Blocking Enzyme May Fix Immune Dysfunction in ACLF

A Belgian study has opened up a potential new treatment option for reversing monocyte dysfunction in acute-on-chronic liver failure (ACLF).

“Metabolic rewiring of the cells using a pharmacological inhibitor of glutamine synthetase partially restored the phagocytic and inflammatory capacity of in vitro generated- as well as ACLF patient-derived monocytes,” wrote Hannelie Korf, PhD, of the Catholic University of Leuven, Belgium, and colleagues in the journal Gut.

They noted that in ACLF, monocytes exhibit a distinct transcriptional profile that polarizes these cells toward an immunotolerant state and altered metabolism. ACLF patients are highly susceptible to infections, and monocytes are the first line of defence against pathogens entering the circulation. Failed monocytic response to danger signals may be due to an overproduction of immunosuppressive factors and/or the induction of a tolerant state, the investigators noted. Bacterial infection in ACLF frequently precipitates multi-organ failure.

The researchers recruited healthy controls, patients with decompensated alcoholic cirrhosis, and patients with ACLF who were diagnosed at the University Hospital of Leuven from July 2013 to May 2017.

In various tests, monocytes from the ACLF group showed a broad range of innate immune defects beyond those previously documented, the authors noted. “This monocyte immunosuppressive signature in ACLF is clearly different from decompensated cirrhosis supporting ACLF as a distinct clinical entity,” they wrote.

For example, ACLF monocytes featured such defects as elevated levels of precursors of the anti-inflammatory cytokine interleukin 10 (IL-10), as well as reduced human leukocyte antigen DR isotype expression, and impaired phagocytic and oxidative burst capacity. The ACLF cells also showed upregulation of other immunosuppressive parameters and compromised antibacterial and antigen-presentation machinery.

In contrast, monocytes from decompensated cirrhosis patients showed an intact ability to respond to inflammatory triggers. And when healthy monocytes were cultured in ACLF plasma, they mimicked the immunosuppressive characteristics observed in patients, including a blunted phagocytic response and metabolic program associated with an immune-tolerant state.

The researchers fed glutamine into the tricarboxylic acid cycle using methionine sulfoximine (MSO), a pharmacologic inhibitor of glutamine synthetase (GLUL). This enzyme is involved in controlling the release of inflammatory mediators and cellular autophagy. This process partially restored the phagocytic and inflammatory capacity of both patient-derived and lab-generated monocytes.
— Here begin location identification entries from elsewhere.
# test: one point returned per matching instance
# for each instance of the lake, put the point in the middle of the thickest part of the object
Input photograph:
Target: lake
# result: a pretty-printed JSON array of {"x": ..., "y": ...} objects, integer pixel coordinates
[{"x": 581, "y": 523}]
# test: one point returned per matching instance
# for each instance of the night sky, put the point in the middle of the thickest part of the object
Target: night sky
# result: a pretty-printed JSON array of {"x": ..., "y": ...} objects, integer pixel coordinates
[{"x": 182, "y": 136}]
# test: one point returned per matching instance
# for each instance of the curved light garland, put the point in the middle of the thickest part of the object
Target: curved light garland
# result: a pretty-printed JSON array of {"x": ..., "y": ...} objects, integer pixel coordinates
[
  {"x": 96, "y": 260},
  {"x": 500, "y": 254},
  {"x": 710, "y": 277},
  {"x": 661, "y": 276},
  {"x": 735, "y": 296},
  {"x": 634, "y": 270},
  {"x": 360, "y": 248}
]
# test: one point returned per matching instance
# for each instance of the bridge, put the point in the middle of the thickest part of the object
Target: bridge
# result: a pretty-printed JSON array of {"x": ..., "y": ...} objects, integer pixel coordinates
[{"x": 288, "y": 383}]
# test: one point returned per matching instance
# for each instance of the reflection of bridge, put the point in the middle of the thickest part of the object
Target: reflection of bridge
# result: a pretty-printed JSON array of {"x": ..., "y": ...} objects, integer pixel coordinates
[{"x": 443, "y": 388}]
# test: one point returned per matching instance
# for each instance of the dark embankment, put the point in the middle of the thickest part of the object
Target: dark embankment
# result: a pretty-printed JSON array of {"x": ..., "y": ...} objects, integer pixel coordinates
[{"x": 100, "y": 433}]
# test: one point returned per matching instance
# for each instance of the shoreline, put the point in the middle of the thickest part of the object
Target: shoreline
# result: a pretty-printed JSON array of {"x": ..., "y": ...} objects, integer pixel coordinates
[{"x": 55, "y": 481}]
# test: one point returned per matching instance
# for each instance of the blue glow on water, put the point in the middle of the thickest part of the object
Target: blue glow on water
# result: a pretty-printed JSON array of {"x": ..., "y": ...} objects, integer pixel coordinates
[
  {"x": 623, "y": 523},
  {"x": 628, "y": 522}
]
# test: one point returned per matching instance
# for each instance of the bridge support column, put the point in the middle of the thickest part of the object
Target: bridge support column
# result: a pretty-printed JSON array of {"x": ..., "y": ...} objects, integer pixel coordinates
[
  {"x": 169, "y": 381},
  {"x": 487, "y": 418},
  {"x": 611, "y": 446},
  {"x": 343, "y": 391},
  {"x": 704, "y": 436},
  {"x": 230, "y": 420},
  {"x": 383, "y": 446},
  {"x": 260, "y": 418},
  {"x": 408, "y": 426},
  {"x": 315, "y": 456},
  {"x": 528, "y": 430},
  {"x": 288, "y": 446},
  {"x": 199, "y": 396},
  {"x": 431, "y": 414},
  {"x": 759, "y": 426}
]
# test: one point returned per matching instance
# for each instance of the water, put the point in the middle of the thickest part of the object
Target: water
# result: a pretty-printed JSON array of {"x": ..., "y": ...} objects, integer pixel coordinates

In addition to improving the bacteria-engulfing capacity of monocytes, MSO also inhibited IL-10 production and promoted production of the proinflammatory cytokine tumor necrosis factor.

And the findings had a clinical correlation. “Underscoring the biological relevance of this finding, we detected a positive correlation between GLUL/glutaminase ratio and the model for end-stage liver disease (MELD),” Korf’s group wrote.

“The results from this study are very exciting,” Vinay Sundaram, MD, of Cedars-Sinai Medical Center in Los Angeles, told MedPage Today, offering his perspective as someone not involved in the research. He noted that the findings shed additional light on the physiologic differences between ACLF and acute hepatic decompensation by identifying the mechanisms by which monocytes become immunotolerant in ACLF.

“Furthermore, the tricarboxylic acid cycle has been identified as a unique target to reverse monocyte dysfunction,” Sundaram continued. “I envision that this pathway can be targeted for emerging therapies in both ACLF and severe alcoholic hepatitis.”

He added that phase I clinical trials are in order.

Interestingly, similar immunosuppressive features and metabolic/epigenetic reprogramming have been observed in monocytes from patients with late-stage sepsis. And in cancer research, a similar metabolic rewiring of tumor-associated macrophages through GLUL inhibition promoted immunostimulatory and antiangiogenic effects that prevented the development of metastasis.

The authors concluded that metabolic programs can be manipulated to rescue defective monocyte phagocytic functions. “This work highlights the importance of metabolic immunotherapeutic strategies in the treatment of ACLF, and it will be intriguing for future work to further fine tune and develop this approach as a potential interventional strategy,” they wrote.